Table of contents

This is for internal use by the PaaS team. Public-facing documentation is located at docs.cloud.service.gov.uk.

ADR010: Postgres bind behaviour

Context

We use RDS for tenant databases. Tenants can bind more than one application to a database instance created via the services console. Database migrations were broken when a binding was removed and re-added, or when another bound application other than the one that created the database tables attempted to modify them.

Previously the RDS broker PostgreSQL engine copied the MySQL engine and granted all rights on the database to the newly created user. In PostgreSQL this will give the user rights to create tables, but because it has a more finely-grained permission model than MySQL this does not give the user rights on existing tables, or tables newly created by other users.

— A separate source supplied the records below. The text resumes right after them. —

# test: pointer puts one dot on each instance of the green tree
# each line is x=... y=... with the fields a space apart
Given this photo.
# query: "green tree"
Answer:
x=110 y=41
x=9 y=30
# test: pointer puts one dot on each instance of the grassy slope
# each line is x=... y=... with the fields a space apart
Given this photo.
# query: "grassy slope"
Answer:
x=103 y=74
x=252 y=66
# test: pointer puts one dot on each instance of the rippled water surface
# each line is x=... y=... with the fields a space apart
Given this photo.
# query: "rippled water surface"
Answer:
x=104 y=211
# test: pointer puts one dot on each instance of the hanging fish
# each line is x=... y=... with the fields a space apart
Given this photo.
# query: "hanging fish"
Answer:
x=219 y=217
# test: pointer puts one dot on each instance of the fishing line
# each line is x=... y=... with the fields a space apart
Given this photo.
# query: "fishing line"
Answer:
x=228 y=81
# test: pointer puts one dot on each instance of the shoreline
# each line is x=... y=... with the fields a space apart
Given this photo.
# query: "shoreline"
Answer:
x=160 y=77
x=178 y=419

Only the owner of a table can alter/drop it, and you cannot grant this permission to other users. Users who are the owners of tables cannot be removed until the table ownership is changed.

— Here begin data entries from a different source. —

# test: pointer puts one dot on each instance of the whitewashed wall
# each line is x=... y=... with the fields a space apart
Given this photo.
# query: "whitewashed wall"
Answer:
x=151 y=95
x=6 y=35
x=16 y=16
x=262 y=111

We attempted to work around the PostgreSQL permissions system in the following ways:

  • Using ALTER DEFAULT PRIVILEGES on every newly created user to GRANT ALL ON PUBLIC - this means that every user can SELECT, INSERT, and DELETE, but because only the table owner can ALTER or DROP this will not allow other bound users to run migrations. This is also limited to the PUBLIC (default) schema, so would fail to work for any applications that have custom schemas.

  • Making the group the owner of the PUBLIC schema. This allowed members of the group to DROP tables within the schema, but still did not allow them to ALTER these tables.

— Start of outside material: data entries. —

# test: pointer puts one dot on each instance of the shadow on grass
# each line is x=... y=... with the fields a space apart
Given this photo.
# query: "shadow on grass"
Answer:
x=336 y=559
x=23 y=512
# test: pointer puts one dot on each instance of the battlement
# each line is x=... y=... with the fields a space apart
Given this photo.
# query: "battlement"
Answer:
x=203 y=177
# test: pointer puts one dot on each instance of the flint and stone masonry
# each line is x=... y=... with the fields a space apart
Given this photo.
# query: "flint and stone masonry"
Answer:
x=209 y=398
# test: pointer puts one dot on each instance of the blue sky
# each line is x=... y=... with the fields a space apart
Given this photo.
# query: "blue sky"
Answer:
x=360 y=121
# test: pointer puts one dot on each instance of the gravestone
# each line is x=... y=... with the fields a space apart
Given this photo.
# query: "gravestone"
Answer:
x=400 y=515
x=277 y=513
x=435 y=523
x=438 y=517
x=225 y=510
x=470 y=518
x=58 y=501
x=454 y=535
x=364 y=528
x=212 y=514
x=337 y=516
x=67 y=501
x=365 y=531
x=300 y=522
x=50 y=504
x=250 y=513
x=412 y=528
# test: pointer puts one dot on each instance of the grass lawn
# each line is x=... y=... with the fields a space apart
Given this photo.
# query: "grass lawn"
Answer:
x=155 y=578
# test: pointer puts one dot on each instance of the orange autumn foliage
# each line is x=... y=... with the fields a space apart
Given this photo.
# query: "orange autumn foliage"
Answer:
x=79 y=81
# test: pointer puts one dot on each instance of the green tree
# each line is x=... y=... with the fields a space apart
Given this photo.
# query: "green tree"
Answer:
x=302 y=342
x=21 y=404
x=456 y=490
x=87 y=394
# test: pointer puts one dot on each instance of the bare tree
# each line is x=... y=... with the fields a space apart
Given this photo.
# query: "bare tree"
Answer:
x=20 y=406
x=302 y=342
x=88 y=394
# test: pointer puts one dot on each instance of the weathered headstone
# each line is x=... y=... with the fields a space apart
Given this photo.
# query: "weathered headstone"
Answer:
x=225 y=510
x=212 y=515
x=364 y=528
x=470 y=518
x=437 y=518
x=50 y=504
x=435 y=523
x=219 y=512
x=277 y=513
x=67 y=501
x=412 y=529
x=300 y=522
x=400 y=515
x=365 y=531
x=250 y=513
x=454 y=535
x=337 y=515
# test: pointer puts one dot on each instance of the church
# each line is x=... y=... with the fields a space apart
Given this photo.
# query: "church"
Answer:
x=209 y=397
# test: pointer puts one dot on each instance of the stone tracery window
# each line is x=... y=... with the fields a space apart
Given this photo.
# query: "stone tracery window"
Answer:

  • Creating a “parent” group that is given ownership of all tables, sequences, and functions. New users are granted rights on this group and thus can carry out all owner actions on group-owned items. A DDL event trigger using the built-in REASSIGN OWNED BY command handed over ownership of all resources owned by the current user to the parent $DBNAME_owner group. This worked perfectly on all the PostgreSQL databases we tested with, however RDS does not allow use of event triggers so it was unworkable in production.

Decision

We decided the simplest solution was to issue the same credentials to all applications bound to the database. This means that the same user will be used by each application, and they will not suffer ownership problems when issuing DROP or ALTER commands.

Rather than deterministically deriving the credentials we decided to store them in the backing database itself meaning they can be changed at any time in case of a breach. To protect against database breaches that may leak stored credentials we also decided to encrypt the credentials using a symmetric key held by the broker.

We accepted that in the future we may wish to extend this by allowing the broker to issue read-only credentials, or credentials that are suitable for SELECT, INSERT, and DELETE operations, but not schema modifications.

Status

Accepted

Consequences

We return the same credentials to all apps bound to the same PostgreSQL database (RDS) instance.